Intervention engagement
Of participants allocated to SPARX, 87% installed the app, 57% completed the first module and 12% completed all seven modules. 43% of participants comprised the ‘no engagement’ group (zero modules completed), 35% were in the ‘low engagement’ group (1–3 modules) and 22% in the ‘high engagement’ group (4+ modules). Females were more likely to be high engagers compared with males (OR=1.26, 95% CI: 1.03 to 1.54), as were those with no previous diagnosis of a mental health condition (OR=1.37, 95% CI: 1.07 to 1.74).

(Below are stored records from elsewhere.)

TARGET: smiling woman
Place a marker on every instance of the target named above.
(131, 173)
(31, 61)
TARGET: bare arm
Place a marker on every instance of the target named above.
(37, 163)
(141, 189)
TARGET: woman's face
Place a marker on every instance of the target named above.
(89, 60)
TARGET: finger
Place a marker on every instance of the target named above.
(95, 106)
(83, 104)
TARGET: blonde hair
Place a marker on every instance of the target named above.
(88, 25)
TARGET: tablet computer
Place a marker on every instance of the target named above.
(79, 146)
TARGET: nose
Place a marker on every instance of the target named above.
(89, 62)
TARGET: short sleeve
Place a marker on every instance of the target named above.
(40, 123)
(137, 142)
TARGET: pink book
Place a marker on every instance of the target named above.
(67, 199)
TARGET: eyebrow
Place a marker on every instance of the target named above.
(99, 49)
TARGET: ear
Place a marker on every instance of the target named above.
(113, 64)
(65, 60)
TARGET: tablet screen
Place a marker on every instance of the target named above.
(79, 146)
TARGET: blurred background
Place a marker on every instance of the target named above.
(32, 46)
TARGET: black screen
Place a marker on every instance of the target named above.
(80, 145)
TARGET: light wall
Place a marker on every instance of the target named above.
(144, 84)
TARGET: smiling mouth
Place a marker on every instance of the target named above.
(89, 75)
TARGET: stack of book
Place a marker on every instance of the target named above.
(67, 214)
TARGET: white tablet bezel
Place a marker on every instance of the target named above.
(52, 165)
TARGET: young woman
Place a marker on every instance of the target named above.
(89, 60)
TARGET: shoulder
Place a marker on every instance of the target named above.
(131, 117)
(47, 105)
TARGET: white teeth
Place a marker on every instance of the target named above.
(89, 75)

An MMRM was conducted using these engagement categories and the control group as a between-group factor. There were no differences in depression symptom change between the intervention and the control group, nor between the no and low engagement groups at any of the assessment points (all p values>0.05). A contrast comparing the high engagement group with the control group showed a significant difference in depression symptom change from baseline to post intervention (t(342.16)= −0.52; 95% CI: 0.14 to 0.89, p<0.01). However, symptom differences at baseline between these groups preclude firm conclusions being drawn from this finding, t(349.756)= −1.97; CI: −1.40 to 0.00, p<0.05. See online supplemental file 4 for full details.
Intervention acceptability
Of participants who accessed SPARX, approximately half (55.8%) reported finding SPARX ‘useful’ or ‘very useful’, and 50.9% of participants indicated they would use this kind of programme again in the future. Just over half (52.9%) of participants found the programme easy to understand, while 13.1% found it difficult to understand, with 34% finding it neither difficult nor easy to understand.